For the following days, I do little else than spend my mornings in the company of Ryke with warm breakfast and pleasant intentions. Then, I waste my afternoons sat in the garden until black mottles the blue of the sky, and I am forced to return inside to avoid the cold. There, I eat a warm dinner in the company of no one but myself and take myself to bed after bathing.

The routine is monotonous, but I enjoy it. It is refreshing to have the choice to do nothing, rather than have it be imposed upon you. Though, as I continue to indulge on the many serving of food that I am brought each day, both my mind and body begin to itch with the need for something more, energy restored. I do find myself missing some qualities I was made to abandon before Zaire took my human life.

Despite the deluded reasoning behind my training, my muscles seem to nag for the stances I became so familiar with. I was becoming increasingly skilful at swordplay, and it feels lonely to have not felt the thrill of victory burn through my blood. Ezekiel taught me to wield the weapon, and Cenred taught me to dance with it. To no longer have hours of training, to not have a sword sheathed at my back or my waist – I miss it.
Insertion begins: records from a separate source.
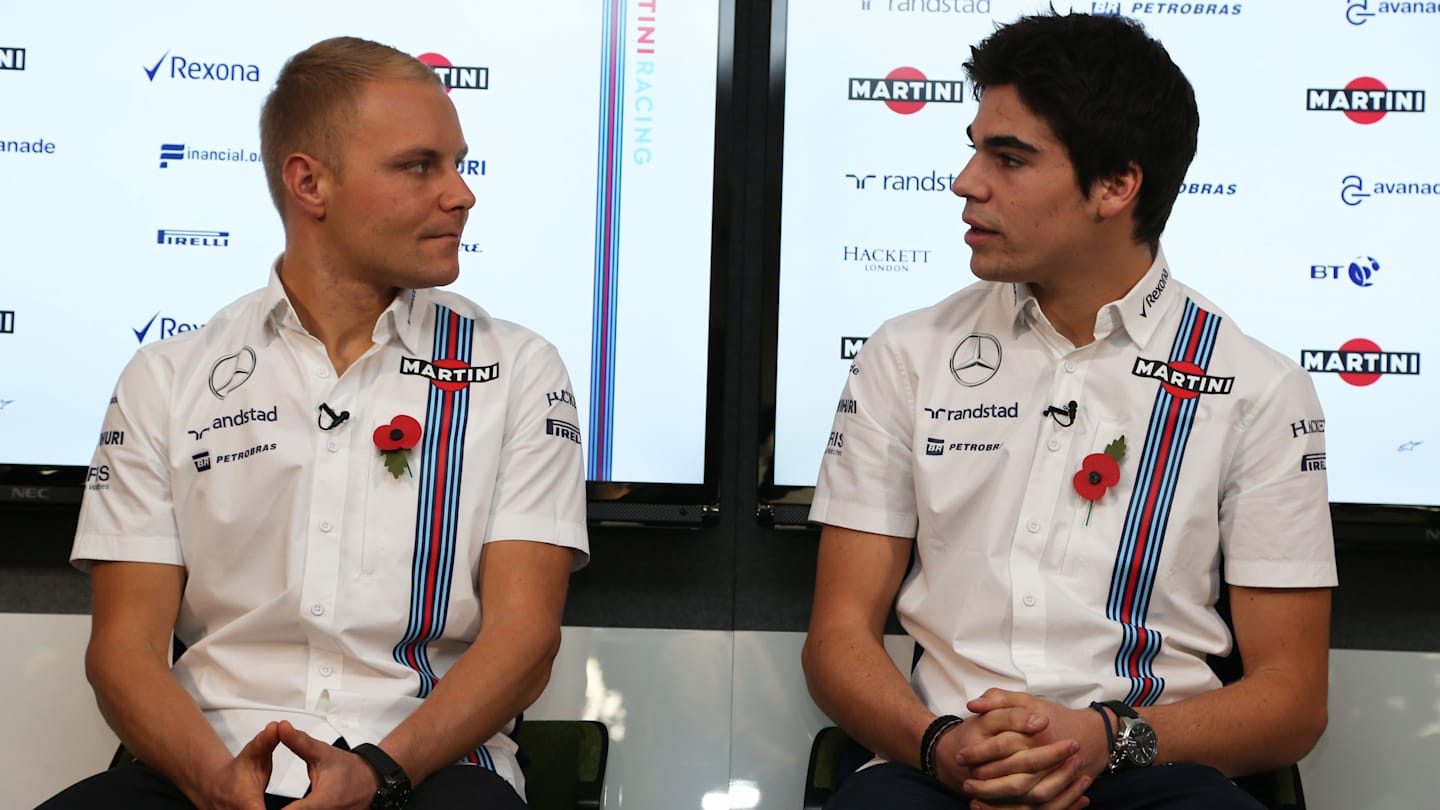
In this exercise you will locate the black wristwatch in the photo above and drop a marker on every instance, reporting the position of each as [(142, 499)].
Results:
[(395, 784), (1135, 741)]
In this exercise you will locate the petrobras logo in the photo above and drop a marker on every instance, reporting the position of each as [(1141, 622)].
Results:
[(932, 182), (22, 146), (1158, 9), (1364, 100), (884, 260), (906, 91), (457, 77), (1360, 362), (928, 6), (12, 58), (1360, 12), (185, 68), (1354, 189), (186, 238), (1210, 189), (174, 153), (167, 327), (1360, 271)]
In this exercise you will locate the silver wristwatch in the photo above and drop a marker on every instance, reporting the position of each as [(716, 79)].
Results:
[(1135, 741)]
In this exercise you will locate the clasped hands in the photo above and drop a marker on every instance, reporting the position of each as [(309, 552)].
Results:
[(1023, 751), (337, 777)]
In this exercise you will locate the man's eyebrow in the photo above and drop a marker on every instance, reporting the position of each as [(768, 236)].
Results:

However pointless it was, I miss too, traipsing through the woodlands with Ezekiel. My hand yearns to flex around the grip of a bow, my fingers flicker to loose an arrow. Even my breathing – as I walk the garden, I find that I have begun, as I once did before, to match my breaths with each soft footfall.

More than anything, no matter the distress it has brought me, I miss having my dagger at my side. The Pario Telum may have been forged by the Fae, embedded with a magic that can take and create, but without it I feel as though I am short a limb. Still now, when I hear a creak of noise, my hand shoots to my waist, where it once sat. The ghost of it is heavy, only reminding me of its absence. For a moment, Zaire tarnished my trust in the weapon. Now, it does not matter, for it was mine to have. A gift from my father, which saved my life, and my families, several times over. There hangs an odd sense of vulnerability around me without it, to say it is the cause of all this change.

Some part of me can recognise that I do not need a weapon here. Dagger, or sword, or bow. By my choice, or theirs, I have not seen any member of this Court, aside from Ryke and Inet. The latter acts as though she does not see me at all. She brings food and clothes in silence and clears what is already empty and worn in silence too. That is fine with me. I do not wish to befriend her either.

Libitina, I have not seen since she brought me here. A surprise, since I thought she would be giddy with the opportunity to impose some sort of retched torment upon me. She seems the kind to enjoy that. Tynan, following our terse conversation in the garden on my first day in the Night Court, has remained at a considerable distance. Occasionally, I see the flash of wings in the sky when I look from my window. They are gone within a blink, and I forget about them a few seconds later. Then the High Lord, who departed from my room with a sour expression, has not returned to pester me since.

Their absence from my presence during my stay here is well received. I do not wish to suffer their company. Despite such displays of generosity and freedom, my trust is seldom. I find myself constantly ticking over their ulterior motives. Calix is conniving enough that he might just hope to lull me into a false sense of security, before he brings the wrath of Zaire or Riyan down upon me. He could even be waiting till it is safe to kill me himself. Rid this Realm, the Earth, of the made Fae that homes the power of six. He knows – Ryke has told as much – and must be somewhat concerned by the revelation, for my lessons with the warlock have extended from two hours, to four. I am sure Ryke tells him, as he continues to tell me also, that there is little that can be done until I come to 'accept myself'. A term which I am quick becoming tired of hearing.